Quantum statistics of a three-level maser

Abstract: Lasers and masers have numerous uses in today’s society. Improving our understanding of the underlying physics and its application is thus of great importance. In this paper, the physics of a three-level maser when treated as a heat-engine was investigated: certain levels were coupled to thermal-reservoirs, effectively allowing for pumping without an external bias. The thermodynamical treatment for a three-level maser stems from the Scovil & Schulz-Dubois maser, who first discussed and theorized this model. This treatment allows for investigation of the laws of thermodynamics when applied to a system of quantum-mechanical nature, as well as the intricacy of the underlying physics.
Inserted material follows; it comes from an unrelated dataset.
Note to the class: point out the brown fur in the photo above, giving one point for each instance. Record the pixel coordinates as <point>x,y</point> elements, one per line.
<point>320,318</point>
Under the assumption that the system is governed by Lindblad’s master equation, one solved the differential equation, numerically, with two methods: Euler’s-, and Runge-Kutta’s method. Comparing the two methods, yielded in the use of Runge-Kutta’s method for further simulations. For a set of initial-conditions, one found Rabi-oscillations between the atomic ground state, and the corresponding first excited state, when initially starting the system. Moreover, the entropy of the cavity increased in time, as expected. The Rabi-oscillations affected the time-derivative of S. Lastly, an initial-condition constructed by a Glauber-state was simulated; the mean field of ˆa oscillates in time, which is expected since one effectively treats the system as a classical harmonic oscillator.